Selain menyoroti isu PLTN, Ahmad Subhan juga menegaskan kembali tuntutan WALHI terkait “Zero Tambang” di kawasan pesisir. Ia mendesak agar pemerintah segera merevisi tata ruang wilayah (RTRW) terintegrasi, mengalihkan zona tambang laut menjadi zona tangkap nelayan.

“Rekomendasi untuk mencabut izin usaha penambangan PT Timah di pesisir Batu Beriga dan Batu Perahu sudah disampaikan oleh Gubernur, Bupati Bangka Tengah, dan DPRD Babel. DPRD sendiri sudah menunjukkan sikap tegas lewat hasil Pansus Batu Beriga yang merekomendasikan pencabutan IUP dan evaluasi perda RTRW,” jelasnya.

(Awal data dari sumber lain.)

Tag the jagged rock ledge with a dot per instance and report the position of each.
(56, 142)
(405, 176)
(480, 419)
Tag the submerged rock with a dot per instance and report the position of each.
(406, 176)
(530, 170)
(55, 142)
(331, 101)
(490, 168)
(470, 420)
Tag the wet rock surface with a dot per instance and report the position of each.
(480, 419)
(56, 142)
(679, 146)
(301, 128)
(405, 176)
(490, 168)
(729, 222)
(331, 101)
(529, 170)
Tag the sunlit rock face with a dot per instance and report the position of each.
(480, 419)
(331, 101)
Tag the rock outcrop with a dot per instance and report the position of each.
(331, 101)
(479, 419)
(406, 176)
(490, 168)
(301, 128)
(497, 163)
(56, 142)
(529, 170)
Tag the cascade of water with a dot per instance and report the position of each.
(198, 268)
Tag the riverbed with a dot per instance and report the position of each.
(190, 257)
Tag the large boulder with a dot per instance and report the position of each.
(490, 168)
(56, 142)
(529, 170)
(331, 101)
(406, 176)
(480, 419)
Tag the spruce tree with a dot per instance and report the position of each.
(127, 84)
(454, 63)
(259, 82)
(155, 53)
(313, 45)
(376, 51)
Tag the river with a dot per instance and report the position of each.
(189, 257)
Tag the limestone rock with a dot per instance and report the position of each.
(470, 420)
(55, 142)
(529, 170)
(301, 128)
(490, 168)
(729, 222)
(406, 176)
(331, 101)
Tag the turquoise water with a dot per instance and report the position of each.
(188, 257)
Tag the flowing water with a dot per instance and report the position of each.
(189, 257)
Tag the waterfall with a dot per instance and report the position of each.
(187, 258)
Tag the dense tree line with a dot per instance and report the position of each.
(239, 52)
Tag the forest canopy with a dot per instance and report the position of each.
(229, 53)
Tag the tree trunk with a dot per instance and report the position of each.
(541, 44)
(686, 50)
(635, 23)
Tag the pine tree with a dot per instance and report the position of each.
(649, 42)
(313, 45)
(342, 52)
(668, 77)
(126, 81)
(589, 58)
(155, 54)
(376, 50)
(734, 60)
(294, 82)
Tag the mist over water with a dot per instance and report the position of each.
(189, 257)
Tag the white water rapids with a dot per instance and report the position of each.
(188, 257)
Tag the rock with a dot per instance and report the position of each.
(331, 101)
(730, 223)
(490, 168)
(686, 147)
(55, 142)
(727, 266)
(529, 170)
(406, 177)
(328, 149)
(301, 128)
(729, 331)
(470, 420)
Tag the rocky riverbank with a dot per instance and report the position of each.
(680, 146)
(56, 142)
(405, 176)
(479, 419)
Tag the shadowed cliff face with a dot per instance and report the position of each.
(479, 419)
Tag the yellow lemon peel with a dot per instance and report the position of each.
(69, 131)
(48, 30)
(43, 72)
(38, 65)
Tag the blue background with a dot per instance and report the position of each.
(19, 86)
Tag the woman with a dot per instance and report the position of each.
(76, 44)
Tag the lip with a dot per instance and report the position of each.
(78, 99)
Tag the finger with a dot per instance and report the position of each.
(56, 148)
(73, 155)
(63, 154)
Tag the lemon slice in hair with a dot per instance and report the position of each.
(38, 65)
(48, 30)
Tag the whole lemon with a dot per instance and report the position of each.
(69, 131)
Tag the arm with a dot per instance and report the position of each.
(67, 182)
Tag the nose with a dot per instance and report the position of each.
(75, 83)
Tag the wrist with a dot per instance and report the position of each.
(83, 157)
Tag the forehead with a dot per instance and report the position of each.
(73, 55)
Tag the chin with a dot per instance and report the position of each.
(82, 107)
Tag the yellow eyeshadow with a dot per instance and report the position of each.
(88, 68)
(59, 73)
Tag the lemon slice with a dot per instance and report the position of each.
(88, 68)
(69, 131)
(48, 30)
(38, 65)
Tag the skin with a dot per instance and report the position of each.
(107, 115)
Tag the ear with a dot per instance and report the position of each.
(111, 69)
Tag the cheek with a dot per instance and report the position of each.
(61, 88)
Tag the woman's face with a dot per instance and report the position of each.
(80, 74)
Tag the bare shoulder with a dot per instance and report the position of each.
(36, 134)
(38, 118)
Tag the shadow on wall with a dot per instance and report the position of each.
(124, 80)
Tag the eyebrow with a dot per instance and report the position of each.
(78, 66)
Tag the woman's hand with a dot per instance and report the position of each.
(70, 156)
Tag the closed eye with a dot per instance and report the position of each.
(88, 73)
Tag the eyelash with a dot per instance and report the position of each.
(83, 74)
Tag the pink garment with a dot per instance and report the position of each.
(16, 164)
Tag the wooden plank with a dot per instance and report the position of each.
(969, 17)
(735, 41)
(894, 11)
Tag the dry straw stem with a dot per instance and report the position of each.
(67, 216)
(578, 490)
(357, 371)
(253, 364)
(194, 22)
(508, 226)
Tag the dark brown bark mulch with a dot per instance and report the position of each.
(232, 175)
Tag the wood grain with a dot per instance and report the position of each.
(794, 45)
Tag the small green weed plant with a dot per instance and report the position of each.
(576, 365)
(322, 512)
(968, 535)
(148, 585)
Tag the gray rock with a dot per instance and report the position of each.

Hafiz menegaskan, Pulau Gelasa memiliki bentang ekologis penting bagi masyarakat pesisir timur Babel. Di sana terdapat ekosistem bawah laut berusia ribuan tahun seperti terumbu karang purba, jalur migrasi penyu, serta habitat mamalia laut. “Jika PLTN dipaksakan, kita bukan hanya kehilangan ruang hidup masyarakat, tapi juga menghancurkan ekosistem laut yang menjadi penopang kehidupan,” tutupnya.